Indeed, or Buddha satirized (as I have read in an actual christian fundy best-selling book) as a rapist with criminal indifference to human suffering. Incidentally, I have come across a story of a bigot smuggling in a lurid anti-Jewish story to a Saudi newspaper. The editor apologized, claimed he was out at the time, and fired the bogot -- the only part that was reported in the Western press was that the uniformly bigoted Arabs were at it again, and only not repeating the Holocaust because of the incompetence guaranteed by their racial inferiority. Inefficient wogs! No Danes they! Let the Danes show you how to field an SS regiment (they had their own, those speechfreedom lovers)!
Why is this logic being plied in a law school? Should Hitler go free because Stalin killed more -- or, indeed, to stick to your logic -- just because Stalin kiled too? You knew since you were four that your neighbor's crime is not your license.

12:27 AM  
Anonymous Anonymous said...

All the interesting and learned discussions of religion aside, I think it strikes many of us as hideously ironic that people are protesting the cartoons with such deadly violence.
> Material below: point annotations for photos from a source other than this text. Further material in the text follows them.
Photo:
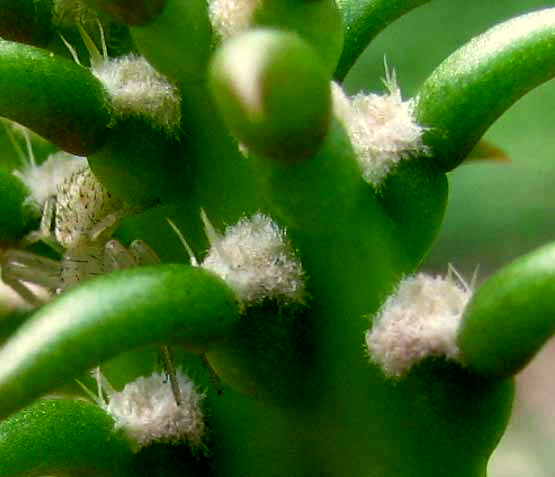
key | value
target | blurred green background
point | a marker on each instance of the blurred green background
(497, 211)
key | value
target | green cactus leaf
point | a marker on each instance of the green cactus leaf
(115, 313)
(362, 21)
(53, 96)
(511, 316)
(318, 22)
(14, 214)
(481, 80)
(62, 437)
(161, 41)
(282, 109)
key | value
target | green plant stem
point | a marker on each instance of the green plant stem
(150, 305)
(481, 80)
(511, 316)
(53, 96)
(362, 21)
(62, 437)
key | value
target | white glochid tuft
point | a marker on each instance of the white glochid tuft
(44, 180)
(257, 261)
(137, 89)
(82, 203)
(381, 128)
(145, 409)
(420, 319)
(229, 17)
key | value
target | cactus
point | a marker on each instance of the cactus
(228, 284)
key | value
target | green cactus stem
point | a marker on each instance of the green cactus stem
(481, 80)
(362, 21)
(53, 96)
(199, 312)
(511, 316)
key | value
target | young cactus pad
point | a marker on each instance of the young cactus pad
(296, 337)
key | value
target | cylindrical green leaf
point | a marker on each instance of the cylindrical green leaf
(318, 22)
(13, 216)
(511, 316)
(362, 21)
(110, 315)
(62, 437)
(53, 96)
(273, 93)
(477, 83)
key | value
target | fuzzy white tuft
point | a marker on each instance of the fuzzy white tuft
(44, 180)
(229, 17)
(146, 410)
(381, 128)
(137, 89)
(419, 320)
(82, 203)
(257, 261)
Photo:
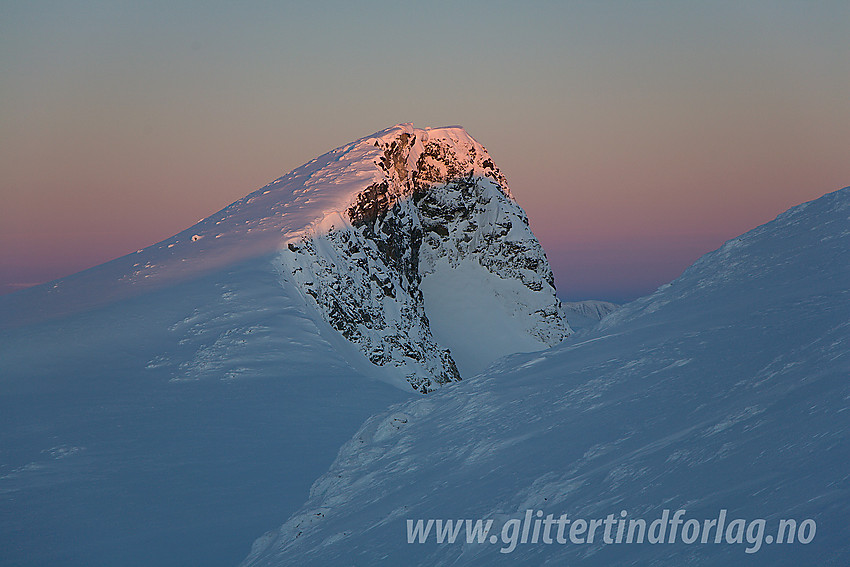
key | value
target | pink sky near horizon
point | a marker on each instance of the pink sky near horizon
(637, 137)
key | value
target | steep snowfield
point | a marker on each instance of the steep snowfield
(171, 428)
(726, 389)
(586, 314)
(165, 407)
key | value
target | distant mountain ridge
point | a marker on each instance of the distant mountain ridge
(724, 390)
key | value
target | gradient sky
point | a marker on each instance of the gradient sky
(637, 135)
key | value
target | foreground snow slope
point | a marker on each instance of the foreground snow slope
(726, 389)
(169, 429)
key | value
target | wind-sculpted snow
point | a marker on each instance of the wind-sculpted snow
(726, 389)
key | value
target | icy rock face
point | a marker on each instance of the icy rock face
(438, 203)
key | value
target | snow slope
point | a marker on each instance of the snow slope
(165, 407)
(726, 389)
(586, 314)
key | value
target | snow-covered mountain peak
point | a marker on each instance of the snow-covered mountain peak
(420, 248)
(406, 242)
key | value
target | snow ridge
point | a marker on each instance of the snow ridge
(436, 209)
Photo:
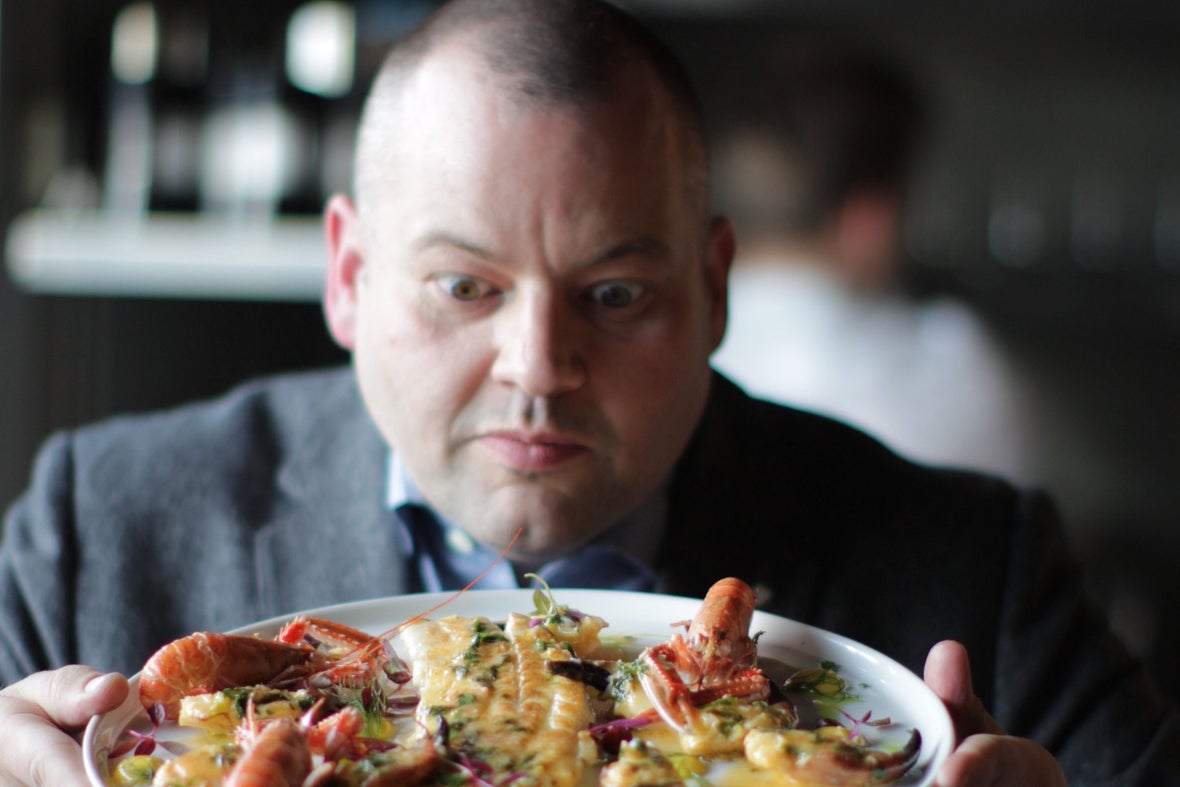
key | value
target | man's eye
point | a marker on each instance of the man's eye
(464, 288)
(616, 295)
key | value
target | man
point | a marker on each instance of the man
(531, 286)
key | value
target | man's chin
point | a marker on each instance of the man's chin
(535, 542)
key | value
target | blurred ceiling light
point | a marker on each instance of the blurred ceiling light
(321, 46)
(133, 44)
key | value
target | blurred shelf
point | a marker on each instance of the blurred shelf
(166, 255)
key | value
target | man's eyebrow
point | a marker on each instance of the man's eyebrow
(646, 247)
(444, 238)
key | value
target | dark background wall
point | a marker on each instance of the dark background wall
(1049, 199)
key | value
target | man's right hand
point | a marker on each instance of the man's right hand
(40, 717)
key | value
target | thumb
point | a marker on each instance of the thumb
(69, 696)
(948, 673)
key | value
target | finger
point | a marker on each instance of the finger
(69, 696)
(995, 760)
(948, 673)
(35, 752)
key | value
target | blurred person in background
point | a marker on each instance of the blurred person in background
(813, 169)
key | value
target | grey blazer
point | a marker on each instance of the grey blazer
(269, 500)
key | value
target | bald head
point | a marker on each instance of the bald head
(549, 54)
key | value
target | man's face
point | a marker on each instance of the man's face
(531, 296)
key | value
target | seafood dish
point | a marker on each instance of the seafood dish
(538, 690)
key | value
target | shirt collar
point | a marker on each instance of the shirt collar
(638, 535)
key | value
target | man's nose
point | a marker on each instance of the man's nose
(538, 346)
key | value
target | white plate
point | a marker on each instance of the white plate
(883, 686)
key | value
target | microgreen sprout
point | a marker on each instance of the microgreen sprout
(854, 723)
(546, 610)
(143, 742)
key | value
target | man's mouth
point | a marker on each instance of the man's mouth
(532, 452)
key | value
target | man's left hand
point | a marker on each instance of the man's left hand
(984, 754)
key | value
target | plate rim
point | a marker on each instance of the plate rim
(936, 747)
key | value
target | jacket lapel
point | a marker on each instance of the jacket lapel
(330, 538)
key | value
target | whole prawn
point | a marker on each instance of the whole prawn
(279, 755)
(205, 662)
(715, 660)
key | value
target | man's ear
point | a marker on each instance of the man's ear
(346, 257)
(722, 246)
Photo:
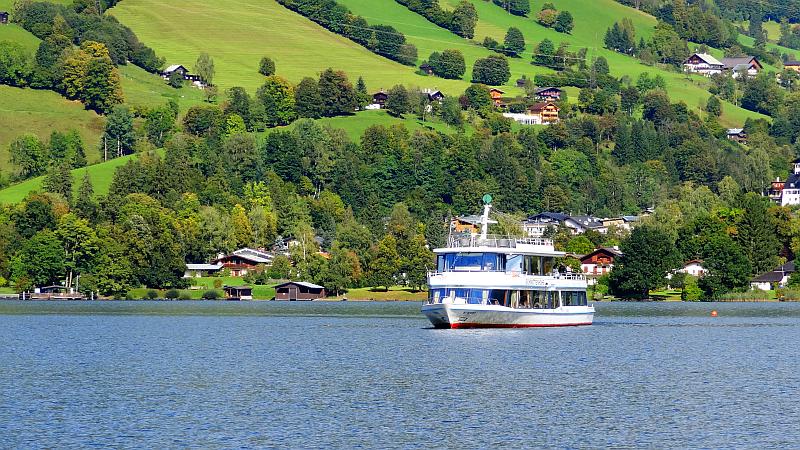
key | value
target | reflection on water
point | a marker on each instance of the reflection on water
(268, 374)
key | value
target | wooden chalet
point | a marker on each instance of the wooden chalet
(548, 93)
(737, 135)
(497, 96)
(792, 65)
(748, 66)
(236, 293)
(243, 261)
(299, 291)
(704, 64)
(379, 98)
(547, 112)
(600, 261)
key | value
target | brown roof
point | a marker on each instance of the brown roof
(541, 106)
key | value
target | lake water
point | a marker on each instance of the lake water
(374, 375)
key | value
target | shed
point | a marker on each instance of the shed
(379, 98)
(299, 291)
(238, 293)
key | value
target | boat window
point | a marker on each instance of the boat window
(472, 262)
(514, 263)
(547, 264)
(574, 298)
(532, 265)
(539, 299)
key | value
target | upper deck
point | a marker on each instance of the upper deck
(499, 244)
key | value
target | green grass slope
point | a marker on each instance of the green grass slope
(591, 21)
(238, 33)
(101, 175)
(42, 112)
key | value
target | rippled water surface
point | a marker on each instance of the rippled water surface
(374, 375)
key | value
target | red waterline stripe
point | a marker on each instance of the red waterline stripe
(513, 325)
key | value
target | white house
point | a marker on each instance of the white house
(790, 195)
(776, 278)
(201, 270)
(704, 64)
(694, 268)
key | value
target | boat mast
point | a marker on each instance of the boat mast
(487, 205)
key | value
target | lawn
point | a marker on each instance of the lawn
(101, 175)
(42, 112)
(238, 33)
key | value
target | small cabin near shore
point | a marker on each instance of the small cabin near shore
(235, 293)
(299, 291)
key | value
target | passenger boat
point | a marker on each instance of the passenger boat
(485, 281)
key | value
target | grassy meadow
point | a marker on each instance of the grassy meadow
(101, 175)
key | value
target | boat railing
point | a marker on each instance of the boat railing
(555, 275)
(495, 241)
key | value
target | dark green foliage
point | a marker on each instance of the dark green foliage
(647, 256)
(726, 265)
(46, 20)
(516, 7)
(477, 96)
(14, 64)
(448, 64)
(118, 138)
(29, 155)
(212, 294)
(338, 96)
(308, 99)
(266, 67)
(564, 22)
(514, 42)
(59, 181)
(492, 70)
(399, 100)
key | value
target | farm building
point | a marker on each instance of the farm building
(548, 93)
(299, 291)
(704, 64)
(243, 261)
(238, 292)
(379, 98)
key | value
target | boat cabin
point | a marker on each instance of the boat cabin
(512, 298)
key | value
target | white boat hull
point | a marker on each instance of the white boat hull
(448, 315)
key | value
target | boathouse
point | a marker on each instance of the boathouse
(299, 291)
(238, 292)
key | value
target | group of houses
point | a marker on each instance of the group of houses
(787, 193)
(538, 224)
(183, 72)
(545, 111)
(707, 65)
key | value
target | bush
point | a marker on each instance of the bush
(211, 295)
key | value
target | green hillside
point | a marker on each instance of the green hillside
(101, 175)
(238, 33)
(42, 112)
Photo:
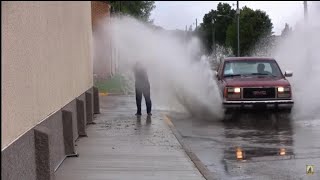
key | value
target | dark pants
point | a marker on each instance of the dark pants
(146, 94)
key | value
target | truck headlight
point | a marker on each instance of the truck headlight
(232, 92)
(284, 92)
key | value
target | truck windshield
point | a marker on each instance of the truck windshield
(251, 68)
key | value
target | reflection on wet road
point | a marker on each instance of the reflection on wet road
(254, 146)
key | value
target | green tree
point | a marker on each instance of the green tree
(223, 17)
(254, 26)
(138, 9)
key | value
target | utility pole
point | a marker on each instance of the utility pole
(196, 23)
(213, 40)
(305, 5)
(238, 34)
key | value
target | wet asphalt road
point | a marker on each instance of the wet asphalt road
(272, 147)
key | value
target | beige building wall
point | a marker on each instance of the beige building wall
(46, 61)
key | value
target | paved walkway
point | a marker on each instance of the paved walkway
(120, 146)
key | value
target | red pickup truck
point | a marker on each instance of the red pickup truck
(254, 83)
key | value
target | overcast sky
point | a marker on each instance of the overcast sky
(177, 14)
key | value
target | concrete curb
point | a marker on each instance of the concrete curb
(194, 158)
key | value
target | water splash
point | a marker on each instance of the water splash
(180, 78)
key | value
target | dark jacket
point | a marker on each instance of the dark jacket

It makes no more sense than Christians baptising people at sword-point.

10:51 AM  
Anonymous Anonymous said...

I think it strikes many of us as hideously ironic that people are protesting the cartoons with such deadly violence.

Indeed. This violence is undeniable. But it is hardly out of proportion -- it comes as Israel's illegal occupation has gained a horrible gigantic twin in Iraq, and as the invader promises leeringly to march all over the Muslim world to change it to something more to its liking. Everybody's on edge for extremely good reasons and the Danish equivalent of Le Pen just happens to decide to champion "free speech" when it means hating those evil and coincidentally powerless and nonwhite immigrants.

But why can't I hear about the fact that these free speech champions are actually anti-immigrant rightist extremists, or that they wouldn't publish cartoons similarly insulting to other religions specifically because of fear of prison or outcry, or that the Muslims did try peaceful protest months ago and it got them only more insults, from any mainstream source?

Why are we always treated like children and asked to disapprove of those unruly blacks who won't stop their unpardonable violence and only later find out that the LAPD was shooting them for sport and none of their complaints were respected?